I recently stumbled upon a youtube mix that included the mantra “Waheguru” sung to the melody Bach’s Prelude in C (start at 39:06). It got into my head and I began singing it in the shower, but I realized that I had no idea what Waheguru actually meant. So I reached out to humanity’s collective prostetic brain (ie. google) and found out that it is the Sikh name for God, which literally means “wonderful teacher.”

This was one of those “a-ha” moments, like I was standing in a cathedral and turned my attention from one beautiful stained glass window to another, and realized that all the different colors around me shared a common source.

The reality that the word “God” points to is so vast that it cannot be contained in a single human system or image or word. Different paths offer different descriptions of What It Is. By studying the different aspects that each path emphasizes, we gain a better appreciation of the whole. Or, to continue with the image above, our appreciation of the sun is hightened when we see the colors that result from filtering it through different lenses.

Learning about this Sikh name for God has been especially interesting in my current situation, where even going down the street is a struggle. It’s important to remind myself in difficult times that the experiences that come my way are there to help me learn and to grow. A good teacher knows how to push a student and will will set up conditions for the student to discover something within himself that he didn’t know he had. 

There have been times these past few weeks when I’ve been struggling with my crutches and cursing under my breath about how tired I am and how unjust the situation is. I’ve been blessed, however, to have the Waheguru mantra come to my heart in times like these. When I do that, it connects me back to the larger picture: this suffering is there to help me understand something I might not have been able to otherwise.
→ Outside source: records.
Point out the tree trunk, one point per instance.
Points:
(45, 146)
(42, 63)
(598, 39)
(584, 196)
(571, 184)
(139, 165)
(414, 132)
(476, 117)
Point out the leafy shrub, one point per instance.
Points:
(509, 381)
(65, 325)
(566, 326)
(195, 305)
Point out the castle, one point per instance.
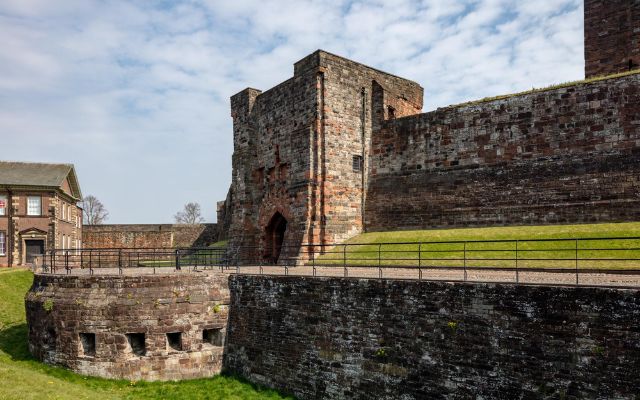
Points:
(342, 148)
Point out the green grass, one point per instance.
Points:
(372, 250)
(21, 377)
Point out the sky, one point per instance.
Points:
(136, 93)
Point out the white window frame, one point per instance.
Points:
(29, 205)
(3, 243)
(3, 210)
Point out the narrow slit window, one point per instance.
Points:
(174, 340)
(391, 112)
(357, 163)
(88, 344)
(214, 337)
(137, 343)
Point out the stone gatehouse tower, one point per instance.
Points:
(342, 148)
(300, 151)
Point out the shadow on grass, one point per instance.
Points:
(13, 341)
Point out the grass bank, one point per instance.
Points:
(532, 246)
(23, 378)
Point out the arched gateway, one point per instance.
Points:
(274, 237)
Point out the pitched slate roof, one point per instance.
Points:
(38, 174)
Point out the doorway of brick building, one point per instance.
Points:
(275, 231)
(33, 248)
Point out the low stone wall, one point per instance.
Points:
(152, 327)
(149, 235)
(361, 339)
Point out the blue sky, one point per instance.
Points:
(136, 94)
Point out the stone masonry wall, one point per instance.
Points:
(337, 338)
(294, 149)
(611, 36)
(565, 155)
(149, 236)
(65, 312)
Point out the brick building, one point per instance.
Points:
(342, 148)
(38, 210)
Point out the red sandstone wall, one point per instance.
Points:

Already, I am beginning to understand on an entirely different level just how interdependant and interconnected we are. In this moment, I am particularly vulnerable and in need of aid. But this is actually true all the time! Every moment of our existence is contingent on countless beings, from our parents, to the farmers who grow our food, to the multitudes of insects and animals that create healthy soil.
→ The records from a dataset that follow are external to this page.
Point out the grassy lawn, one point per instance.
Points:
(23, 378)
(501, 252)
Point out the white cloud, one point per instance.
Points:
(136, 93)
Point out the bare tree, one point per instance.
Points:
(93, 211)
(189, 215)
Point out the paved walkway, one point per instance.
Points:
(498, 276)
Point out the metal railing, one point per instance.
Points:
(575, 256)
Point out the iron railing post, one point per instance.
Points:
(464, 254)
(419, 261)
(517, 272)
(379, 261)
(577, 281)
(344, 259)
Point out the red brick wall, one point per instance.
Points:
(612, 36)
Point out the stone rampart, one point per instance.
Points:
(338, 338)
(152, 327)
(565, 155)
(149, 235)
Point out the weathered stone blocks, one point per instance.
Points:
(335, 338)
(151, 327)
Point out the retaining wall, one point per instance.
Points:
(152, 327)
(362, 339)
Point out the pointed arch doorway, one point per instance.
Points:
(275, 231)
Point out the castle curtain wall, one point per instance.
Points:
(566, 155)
Most of the time, we are not really aware of how “I am because you are”. But when you’re sick, you quickly realize on an experiential level what a debt we owe to those around us. This is simply the way things are, which goes unnoticed, underappreciated, or simply forgotten in day to day life.
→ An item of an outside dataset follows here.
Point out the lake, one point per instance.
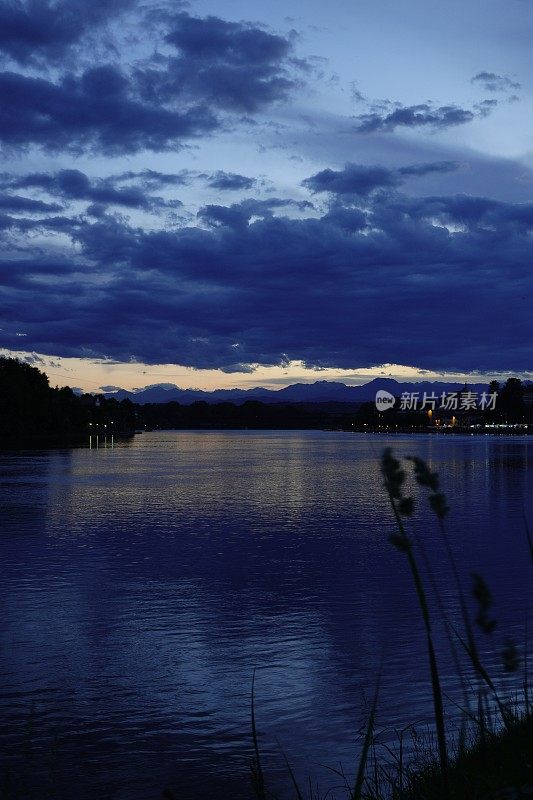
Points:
(142, 585)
I accept that I may be entirely delusional when I assert that, like a roller coaster architect, the soul designs its own lessons, and then forgets it designed them in order to make the experience more fun.  I may be completley out of my mind to think of God as an impersonal force that gives and learns lessons. It may be true, as Jung argued, that God is entirely a psychological projection, an idea designed to help us navigate through life’s turbid waters.

But at the end of the day, using these ideas imbibes my life with patience, compassion, and understanding. “Waheguru” helps me to escape being entirely sucked into the ego vortex.

In another week, my ankle will hopefully have healed to the point where I can walk on it again. Until then, crutches are very useful to fascilitate my body’s return to its natural state of health.

Similarly, perhaps one day I will be able to jettison the ideas I’m leaning on as well. As beautiful and elaborate as our descriptions of God may be, we are not meant to hang on to them. “I pray to God to make me free of God”, as Meister Eckhart put it. Or in Buddhist parlance, the raft is there to get you to the other side; you don’t take it along with you after you’ve arrived. In my physical situation, it would be rediculous to hold on to the crutches after I’ve healed.

Our ideas of the divine (or enlightenment) are there to help us correct our vision, to restore our perception to seeing reality as it really is– throughly interdependent, creative, generous, and above all, mysterious (oh, and remember that you’re not at the center of it).

For now, however, I’m still a thoroughly ego-based being who does not always remember this, and as a result I am prone to anger, compaining, and judgment. I need crutches.

Take any means you want to help your ankle heal (there are surprisingly many options out there, including “knee scooters“). Take any means you can to de-egofy yourself.

If it’s through mantras, great. If it’s through a very Zen-like disidentification with pain, great. The important thing is that you find some way to to de-personalize the situation and open up to what it is, which will always be beyond your comprehension.

Be a good student, and open yourself up to what the teacher is trying to convey.